El armario del rincón, con la puerta abierta, contenía utensilios de peltre bruñido. Gretel sacó de allí dos tazones amarillos.
Mientras Tonneman y Jamie comían —sin hablar, aunque no en silencio—, Gretel fue a llevar la sopa al alguacil. Tonneman observó la cocina al tiempo que trataba de recordar las horas que había pasado allí de niño, estudiando las lecciones o bien comiendo golosinas de la generosa despensa de Gretel.
Satisfecho el apetito por el momento, ambos jóvenes subieron arriba.
Gretel había preparado la antigua habitación de Tonneman para Jamie, y para aquél la de su padre. Un jarro de porcelana naranja lleno de agua fresca esperaba para ser vertido en su correspondiente jofaina. Tonneman deslizó la mano delicadamente por el jarro, que siempre había estado en su habitación. Era lo primero que veía al levantarse por la mañana, y había pertenecido a su familia durante varias generaciones.
Tras quitarse el chaleco y la camisa, vertió el agua en la jofaina y sumergió las manos en ella, salpicándose la cara y el torso. Un fuego ardía en la chimenea de piedra, aunque el dormitorio habría estado caliente sin necesidad de encenderla. Se secó con la toalla de algodón que yacía sobre la cama y se puso ropa interior, camisa, medias y calzones limpios.

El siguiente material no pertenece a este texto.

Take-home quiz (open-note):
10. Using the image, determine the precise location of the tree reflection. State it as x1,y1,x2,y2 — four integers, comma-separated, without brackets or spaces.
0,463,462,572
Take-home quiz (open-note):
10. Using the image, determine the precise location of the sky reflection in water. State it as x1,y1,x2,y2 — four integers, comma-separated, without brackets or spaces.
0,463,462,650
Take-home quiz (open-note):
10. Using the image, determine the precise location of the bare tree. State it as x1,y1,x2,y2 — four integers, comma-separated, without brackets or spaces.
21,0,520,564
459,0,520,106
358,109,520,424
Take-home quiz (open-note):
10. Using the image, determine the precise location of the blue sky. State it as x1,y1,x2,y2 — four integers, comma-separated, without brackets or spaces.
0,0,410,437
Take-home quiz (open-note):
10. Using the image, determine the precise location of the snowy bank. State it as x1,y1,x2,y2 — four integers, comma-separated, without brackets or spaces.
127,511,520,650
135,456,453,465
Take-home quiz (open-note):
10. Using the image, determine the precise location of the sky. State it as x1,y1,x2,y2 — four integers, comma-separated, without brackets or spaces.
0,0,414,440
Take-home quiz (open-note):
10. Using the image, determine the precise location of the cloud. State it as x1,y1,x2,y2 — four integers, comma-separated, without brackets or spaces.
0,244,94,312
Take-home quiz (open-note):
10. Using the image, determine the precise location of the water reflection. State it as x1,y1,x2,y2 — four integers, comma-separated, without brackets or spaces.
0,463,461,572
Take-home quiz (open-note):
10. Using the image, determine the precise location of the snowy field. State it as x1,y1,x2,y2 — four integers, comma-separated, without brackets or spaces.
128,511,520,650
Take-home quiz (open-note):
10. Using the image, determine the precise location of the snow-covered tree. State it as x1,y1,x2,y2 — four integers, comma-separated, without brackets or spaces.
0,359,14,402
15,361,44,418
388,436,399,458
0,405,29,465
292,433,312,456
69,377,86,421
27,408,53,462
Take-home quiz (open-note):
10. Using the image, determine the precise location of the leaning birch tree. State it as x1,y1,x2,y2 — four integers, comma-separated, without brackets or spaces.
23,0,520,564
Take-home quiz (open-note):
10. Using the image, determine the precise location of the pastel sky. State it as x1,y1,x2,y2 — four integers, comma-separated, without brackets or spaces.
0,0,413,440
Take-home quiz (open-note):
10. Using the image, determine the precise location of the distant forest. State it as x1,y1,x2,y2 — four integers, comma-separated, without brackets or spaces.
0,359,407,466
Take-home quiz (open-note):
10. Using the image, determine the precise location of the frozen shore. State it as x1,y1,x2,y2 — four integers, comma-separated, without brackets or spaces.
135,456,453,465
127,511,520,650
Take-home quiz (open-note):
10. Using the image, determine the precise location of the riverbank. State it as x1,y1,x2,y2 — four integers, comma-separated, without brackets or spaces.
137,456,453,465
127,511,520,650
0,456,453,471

La habitación espartana conservaba aún la presencia de su padre. El suelo pintado de azul todavía estaba cubierto por la duradera alfombra persa, cuyos colores aparecían más desteñidos de lo que recordaba. Al lado de la cama, encima de una mesa redonda de arce, había una vela de bronce y los anteojos de su padre, que descansaban sobre un libro abierto. Tonneman acarició los anteojos. Naturalmente, el libro era de Chaucer,
Los cuentos de Canterbury.
Estaba abierto por el «Cuento de la esposa de Bath», por el pasaje donde ésta sostiene que la máxima felicidad de un matrimonio se alcanza cuando la mujer tiene la soberanía. Al padre de Tonneman le encantaba ese cuento porque contenía una teoría que jamás tuvo que demostrar o refutar y, por alguna extraña razón, le ayudaba a recordar a su esposa y su breve pero dulce matrimonio.